Jeder, der schon mal einen Vortrag halten musste, weiß, dass man sich (im Optimalfall) gut darauf vorbereiten muss, damit er gut wird. Im Rahmen einer Hauptverhandlung haben die Verfahrensbeteiligten nach der Beweisaufnahme die Möglichkeit, ebenfalls einen Schlussvortrag zu halten und ein Strafmaß zu beantragen. Dabei beginnt stets die Staatsanwaltschaft und dann hat die Verteidigung die Möglichkeit, zum Sachverhalt Stellung zu nehmen. Schlusslicht des Schlussvortrags ist das sogenannte „Letzte Wort“ des Angeklagten.

Letztes Wort bedeutet in dem Zusammenhang natürlich nicht, dass der Angeklagte sich auf nur ein Wort beschränken muss. Theoretisch hat der Angeklagte ebenfalls die Möglichkeit einen „Vortrag“ zu halten. In der Realität nehmen die meisten Angeklagten die Möglichkeit ihres letzten Wortes aber nicht wahr.

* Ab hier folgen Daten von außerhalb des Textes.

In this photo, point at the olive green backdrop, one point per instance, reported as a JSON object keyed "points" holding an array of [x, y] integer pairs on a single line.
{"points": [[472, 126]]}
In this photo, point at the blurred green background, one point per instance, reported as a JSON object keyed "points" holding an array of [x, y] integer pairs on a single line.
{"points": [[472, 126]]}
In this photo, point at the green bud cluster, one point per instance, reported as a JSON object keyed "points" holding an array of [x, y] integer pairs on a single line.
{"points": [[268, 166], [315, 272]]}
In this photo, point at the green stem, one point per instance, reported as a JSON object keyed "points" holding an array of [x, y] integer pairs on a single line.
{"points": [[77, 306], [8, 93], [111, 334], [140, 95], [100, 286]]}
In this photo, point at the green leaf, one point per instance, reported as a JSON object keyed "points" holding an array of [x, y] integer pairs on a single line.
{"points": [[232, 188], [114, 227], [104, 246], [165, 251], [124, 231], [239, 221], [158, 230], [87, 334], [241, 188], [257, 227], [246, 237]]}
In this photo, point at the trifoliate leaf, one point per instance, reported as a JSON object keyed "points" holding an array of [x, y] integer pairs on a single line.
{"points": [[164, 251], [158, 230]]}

Das Besondere an diesen Schlussvorträgen, den sogenannten Plädoyers, ist es, dass in leicht gelagerten Fällen von den Parteien verlangt wird, dass sie den in der Hauptverhandlung festgestellten Sachverhalt, so wie sie ihn verstanden haben, wiederzugeben und eine rechtliche Würdigung vorzunehmen. Das ist manchmal gar nicht so leicht. Eben war man noch damit beschäftigt, einen Zeugen zu vernehmen und jetzt soll man schon würdigen, ob der Zeuge die Wahrheit gesagt hat oder eben nicht und welche Folgen das möglicherweise für den Angeklagte hat. Manche Verfahren sind aber so kompliziert, dass es faktisch nicht möglich ist, nach Schließen der Beweisaufnahme aufzustehen und so plädieren.

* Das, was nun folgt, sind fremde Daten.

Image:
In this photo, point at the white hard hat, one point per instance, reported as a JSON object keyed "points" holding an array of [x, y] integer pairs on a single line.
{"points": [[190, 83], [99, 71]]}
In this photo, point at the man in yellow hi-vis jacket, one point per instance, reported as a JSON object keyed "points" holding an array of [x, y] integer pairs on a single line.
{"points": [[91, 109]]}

Gem. § 258 I StPO hat der Angeklagte das Recht, nach Beendigung der Beweisaufnahme und vor der endgültigen Entscheidung des Gerichts zum gesamten Sachverhalt und zu allen Rechtsfragen des Verfahrens Stellung zu nehmen. Es kann je nach Umfang und Dauer der Hauptverhandlung sowie dem konkreten Prozessverlauf notwendig sein, zur Ausarbeitung der Schlussvorträge eine angemessene Vorbereitungszeit einzuräumen. Dieses Recht erschöpft sich aufgrund seiner überragenden Bedeutung nicht in der bloßen Möglichkeit zur Äußerung.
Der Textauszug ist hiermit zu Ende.